Должна ли я была отвечать ему? Сейчас, накануне одного из важнейших стартов, он имел полное право спросить меня об этом. Я же… Я имела право промолчать. Хотя бы раз. Хотя бы сегодня. Ибо всё, что произошло за последние время между мной и Тимуром, только нас двоих и касалось.
- Не скажу, - только и ответила я, тем более врать мне и самой не хотелось. Да и толку? Выкручиваться, находить оправдания…
Проведённый в Штатах год научил меня многому. Прежде всего, ответственности перед самой собой. Ответственности, которой я пренебрегла, должно быть, первый раз в жизни.
Роман только покачал головой. Взгляда с меня он не сводил, как будто пытался решить, что со мной делать и чего ждать дальше. Вопрос, который интересовал не только его. Чего ждать дальше?
- Будь добра, - продолжил он, - отложи личное хотя бы на ближайшую неделю. Ещё лучше – до конца сезона. – Рудов махнул рукой. – Да что я тебе говорю, как ребёнку? Ты же взрослый человек…
Перехватив мой выразительный взгляд, он замолчал. Не знаю, что заставило меня улыбнуться. Неожиданно нахлынувшее ощущение того, что всё в порядке, что всё идёт своим чередом. Лучше, хуже, но идёт. Скованность, не покидавшая меня с момента прилёта в Москву, рассеялась, как лёгкий туман под лучами солнца. Как будто до этого она незримо, совсем незаметно жила внутри, а теперь вдруг исчезла бесследно.
- Пап, - тихо сказала я и качнула головой. – Я ведь действительно взрослый человек.
Моё «пап» прозвучало так просто, что не вызвало у нас неловкости. Только уголок губ Рудова чуть заметно дрогнул в усмешке.
- Думаешь, стоит назвать меня папой и всё? – он, вроде бы, продолжал говорить строго, сдержанно, но глаза выдавали его. Оба мы понимали, что значит для меня назвать его отцом и не просто тет-а-тет, а здесь, на катке, когда в любой момент кто-то может совсем не вовремя оказаться рядом.
- Я надеялась на это, - улыбнулась. Но тут же улыбка моя исчезла, и я проговорила очень серьёзно: - Только не подгоняй меня, ладно?

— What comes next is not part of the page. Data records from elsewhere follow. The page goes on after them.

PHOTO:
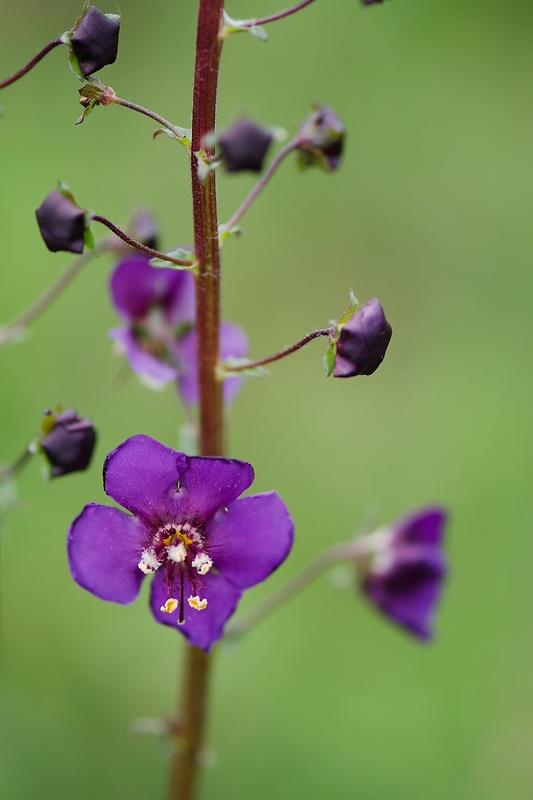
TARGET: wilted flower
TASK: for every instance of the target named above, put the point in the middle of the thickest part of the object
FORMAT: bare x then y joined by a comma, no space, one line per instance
321,139
187,526
68,443
363,341
402,568
95,40
243,146
61,222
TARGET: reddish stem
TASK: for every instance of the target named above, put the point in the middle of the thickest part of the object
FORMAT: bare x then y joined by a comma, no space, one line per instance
35,60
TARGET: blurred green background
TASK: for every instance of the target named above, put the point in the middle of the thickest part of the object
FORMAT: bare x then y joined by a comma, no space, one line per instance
430,212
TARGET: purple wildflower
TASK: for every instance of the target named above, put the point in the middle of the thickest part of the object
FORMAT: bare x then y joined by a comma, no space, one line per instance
363,341
68,443
95,40
159,307
321,139
160,341
244,146
61,222
403,567
187,526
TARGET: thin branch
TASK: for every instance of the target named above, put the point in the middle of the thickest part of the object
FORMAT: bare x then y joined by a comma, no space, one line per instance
35,309
260,185
35,60
120,101
313,570
142,248
282,353
251,23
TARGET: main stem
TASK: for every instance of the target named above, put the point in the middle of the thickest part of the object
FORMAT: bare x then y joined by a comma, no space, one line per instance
184,776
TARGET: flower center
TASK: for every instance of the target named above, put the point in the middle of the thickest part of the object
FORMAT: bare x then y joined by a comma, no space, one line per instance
179,550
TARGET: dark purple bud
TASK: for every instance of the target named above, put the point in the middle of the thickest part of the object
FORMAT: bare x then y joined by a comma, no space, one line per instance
95,40
321,139
61,222
362,342
69,442
244,146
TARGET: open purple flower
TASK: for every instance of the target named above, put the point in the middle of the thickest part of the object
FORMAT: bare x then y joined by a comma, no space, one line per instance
187,526
363,341
159,306
402,568
159,340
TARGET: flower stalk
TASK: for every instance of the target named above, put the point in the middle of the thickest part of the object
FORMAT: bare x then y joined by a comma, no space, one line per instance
261,183
282,353
184,774
31,63
142,248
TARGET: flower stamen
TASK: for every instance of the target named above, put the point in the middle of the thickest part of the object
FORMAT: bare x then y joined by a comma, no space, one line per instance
170,605
149,562
197,603
203,563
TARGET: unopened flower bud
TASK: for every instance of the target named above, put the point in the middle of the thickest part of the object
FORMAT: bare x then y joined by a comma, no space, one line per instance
362,341
69,442
95,40
244,146
321,139
61,222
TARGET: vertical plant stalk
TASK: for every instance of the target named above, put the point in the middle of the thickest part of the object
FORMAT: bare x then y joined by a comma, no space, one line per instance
185,767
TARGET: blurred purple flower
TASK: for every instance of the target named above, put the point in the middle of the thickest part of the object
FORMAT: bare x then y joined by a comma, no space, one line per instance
68,443
244,146
159,306
363,341
402,568
95,40
160,341
61,222
187,526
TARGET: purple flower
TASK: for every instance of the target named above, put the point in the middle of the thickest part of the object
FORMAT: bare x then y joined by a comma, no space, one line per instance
321,139
187,526
363,341
68,443
61,222
95,40
243,146
160,341
402,567
159,307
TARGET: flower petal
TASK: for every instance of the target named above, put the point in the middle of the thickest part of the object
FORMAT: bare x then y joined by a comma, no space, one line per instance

Ты правильно сказал про личное – это потом. И наше с тобой личное тоже.
- Да, - согласился он и указал мне на лёд. – Сегодня Павла не будет. У него физиопроцедуры. Но тебе стоит поработать над прыжками, сама знаешь.
- Знаю, - ответила я, обернувшись к катку. Ещё раз посмотрела на отца и начала разминаться прямо возле бортика. Времени на зал уже не было. Заметила, как Рудов разговаривает с Машей, после – её полный интереса взгляд, направленный на меня, и жестом дала понять, что всё потом. Потом, может быть.
- Что случилось? – спросила Маша, стоило мне выехать на лёд. - Я пыталась до тебя дозвониться, но твой телефон недоступен.
- Я его выключила, - просто сказала я.
- Зачем?
- Не хотела, чтобы мне мешали, - я неспешно поехала вперёд, давая себе почувствовать лёд. Его холодная твёрдость под лезвиями коньков была для меня столь же привычной, как и обычный асфальт, как шёлк травы под босыми ступнями.